En 2020, nous avons affirmé que l’investissement était en train de prendre un tournant décisif vers les actifs durables, auxquels les investisseurs souscrivaient de plus en plus. Les capitaux et les investissements allaient donc commencer à se diriger vers des actifs de ce type et délaisser ceux qui le sont comparativement moins. En conséquence, nous avons expliqué que l’ensemble des actifs allaient être petit à petit réévalués sur cette base, car les marchés allaient en outre prendre de l’avance sur la transition vers un monde plus vert. Notre analyse actuelle montre que ce processus de réévaluation est bel et bien cours, et qu’il va croissant, alors même qu’il était négligeable sur la période 2016-2019 (cf. les barres de gauche dans les graphiques de la page précédente). De plus, cette évolution des prix n’en est probablement qu’à ses débuts, compte tenu de facteurs tels que les préférences des investisseurs pour les actifs verts mais aussi l’historique de l’évolution des primes de risque lors de transitions à long terme du même type, par exemple démographique (cf. les barres ombrées de droite).
Si le constat que nous venons de faire est bien correct, pourquoi les actifs bruns, tels que les sociétés de production de combustibles fossiles, ont-ils alors enregistré un solide rebond ? Le contexte est ici un élément essentiel d’explication. Tout d’abord, notre analyse de la réévaluation des prix tient compte de facteurs qui ne sont pas directement liés à la transition de long terme qui est en cours, tels que l’augmentation de la demande entraînée par le redémarrage exceptionnel dont l’activité économique a bénéficié l’année dernière. Cette situation a justement révélé une fragilité sous-jacente des marchés de l’énergie : un ensemble de tensions géopolitiques et de perturbations de l’approvisionnement, provoquées par les conditions météorologiques, ont fortement affecté le marché juste au moment où le niveau des stocks européens était bas.
Il en a résulté une flambée des prix du gaz et du pétrole, ainsi que des cours des sociétés productrices du secteur.
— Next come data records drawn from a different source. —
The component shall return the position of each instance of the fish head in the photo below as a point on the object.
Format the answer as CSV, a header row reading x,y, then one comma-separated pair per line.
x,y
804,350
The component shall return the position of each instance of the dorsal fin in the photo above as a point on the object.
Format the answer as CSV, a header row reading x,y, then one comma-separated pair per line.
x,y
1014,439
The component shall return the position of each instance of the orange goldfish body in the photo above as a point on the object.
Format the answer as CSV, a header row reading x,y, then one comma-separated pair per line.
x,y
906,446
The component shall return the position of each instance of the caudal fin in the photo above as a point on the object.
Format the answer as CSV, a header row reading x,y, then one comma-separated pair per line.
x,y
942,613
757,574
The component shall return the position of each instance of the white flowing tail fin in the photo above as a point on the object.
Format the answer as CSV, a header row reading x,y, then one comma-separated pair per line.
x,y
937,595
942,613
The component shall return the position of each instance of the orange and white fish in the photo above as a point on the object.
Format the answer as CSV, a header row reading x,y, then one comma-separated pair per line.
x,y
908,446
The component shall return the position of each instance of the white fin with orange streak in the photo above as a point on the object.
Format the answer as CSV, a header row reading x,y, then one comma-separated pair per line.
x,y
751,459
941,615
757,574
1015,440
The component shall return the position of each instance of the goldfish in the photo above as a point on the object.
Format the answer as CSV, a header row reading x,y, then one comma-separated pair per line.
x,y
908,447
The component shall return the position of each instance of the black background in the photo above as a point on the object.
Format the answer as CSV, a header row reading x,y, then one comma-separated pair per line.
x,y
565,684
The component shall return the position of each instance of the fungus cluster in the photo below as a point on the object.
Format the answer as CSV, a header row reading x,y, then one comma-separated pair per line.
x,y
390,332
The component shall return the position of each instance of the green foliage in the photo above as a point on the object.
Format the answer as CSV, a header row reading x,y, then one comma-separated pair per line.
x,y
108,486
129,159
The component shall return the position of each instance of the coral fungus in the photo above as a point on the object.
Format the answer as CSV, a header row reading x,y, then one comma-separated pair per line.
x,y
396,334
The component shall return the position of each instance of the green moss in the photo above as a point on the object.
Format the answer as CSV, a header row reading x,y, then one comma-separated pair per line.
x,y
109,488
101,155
Ensuite, si les performances des titres du secteur des énergies traditionnelles sont de bons indicateurs de l’état actuel de l’économie, ils ne le sont aucunement de la direction que cette dernière va prendre.
La transition en cours va impliquer une réaffectation massive des ressources et transformer l’environnement macroéconomique. De plus, il y aura des périodes durant lesquelles les énergies fossiles bénéficieront d’une inadéquation entre l’offre et la demande. La raison principale en est que la transition du secteur de l’énergie nous semble avoir été jusqu’à présent déséquilibrée : en effet, la hausse des investissements dans les énergies renouvelables ne parvient pas à suivre le rythme de la réduction des investissements dans les combustibles fossiles. Plus les prix de ces derniers augmentent, plus les énergies renouvelables deviennent par contrecoup compétitives. Les perspectives sont globalement bonnes pour celles-ci ; pour leur part, les combustibles fossiles à faible teneur en carbone devraient jouer un rôle clé pour assurer la continuité d’une énergie dont les prix demeurent abordables pendant la transition. Le monde va ainsi probablement passer par de nombreuses nuances de brun et de vert avant d’atteindre finalement un niveau d’émissions net zéro d’ici 2050.
En conclusion, la transition devrait se traduire dans les années à venir par un avantage de performance pour les secteurs comparativement plus verts, tels que les technologies et la santé, par rapport aux secteurs plus bruns, comme l’énergie, toutes choses égales par ailleurs. Il y aura cependant des périodes où les actifs bruns surperformeront, et il existe ainsi des opportunités d’investissement dans les sociétés qui produisent du pétrole et du gaz à faible coût et qui sont leaders de la décarbonisation dans leur secteur. Refuser d’investir ou bien se désengager sans discernement de ces entrepriseslà nous paraît de fait contre-productif, à la fois pour le succès de la transition et pour celui des portefeuilles d’investissement.